Slate's John Dickerson ought to include examples next time

It just helps.

The writer's most recent piece revolves around the idea that people online were way too mean and too judgmental toward Mark Sanford as the Republican governor announced his recent extra-marital affair.

Wrote Dickerson:

In the e-mails and Twitter entries and blog posts I read in the aftermath, Sanford's human ruin was greeted with what felt like antiseptic glee. The pain he's caused, the hypocrisies he's engaged in, seemed like license to deny him any humanity at all.

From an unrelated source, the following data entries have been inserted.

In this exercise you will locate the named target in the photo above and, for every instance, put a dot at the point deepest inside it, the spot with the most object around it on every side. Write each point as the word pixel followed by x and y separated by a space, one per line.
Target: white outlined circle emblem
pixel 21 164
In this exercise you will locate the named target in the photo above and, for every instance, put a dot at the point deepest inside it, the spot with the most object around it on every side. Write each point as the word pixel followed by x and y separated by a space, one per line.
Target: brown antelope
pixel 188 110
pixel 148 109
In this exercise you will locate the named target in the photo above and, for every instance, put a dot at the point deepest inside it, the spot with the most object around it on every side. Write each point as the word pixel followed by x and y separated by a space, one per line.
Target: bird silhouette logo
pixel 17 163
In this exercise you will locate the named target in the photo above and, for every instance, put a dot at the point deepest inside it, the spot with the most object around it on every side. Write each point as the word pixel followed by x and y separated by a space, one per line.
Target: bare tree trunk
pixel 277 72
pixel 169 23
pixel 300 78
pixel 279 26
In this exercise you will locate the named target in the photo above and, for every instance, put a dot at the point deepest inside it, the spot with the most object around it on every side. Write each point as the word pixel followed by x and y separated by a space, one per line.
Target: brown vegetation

The weird part was that Dickerson never bothered to, y'know, quote any emails, Twitter entries or blog posts to back up his claim that people were reacting to the Sanford news with disturbing delight.

Actually, that's not true. Dickerson did quote a single, anonymous email:

"[I]s there any Republican not sleeping around?"

And from that mundane observation he devoted an entire column to the idea that people were taking a “strange, heartless glee” in Sanford's woes? Seems like pretty thin evidence.

Dickerson never quite comes out and says it directly but the between-the-lines implication seems to be that those angry, heartless (liberal) bloggers flew off the handle and unfairly unloaded on Sanford. Problem is, Dickerson offered up zero proof to support the claim.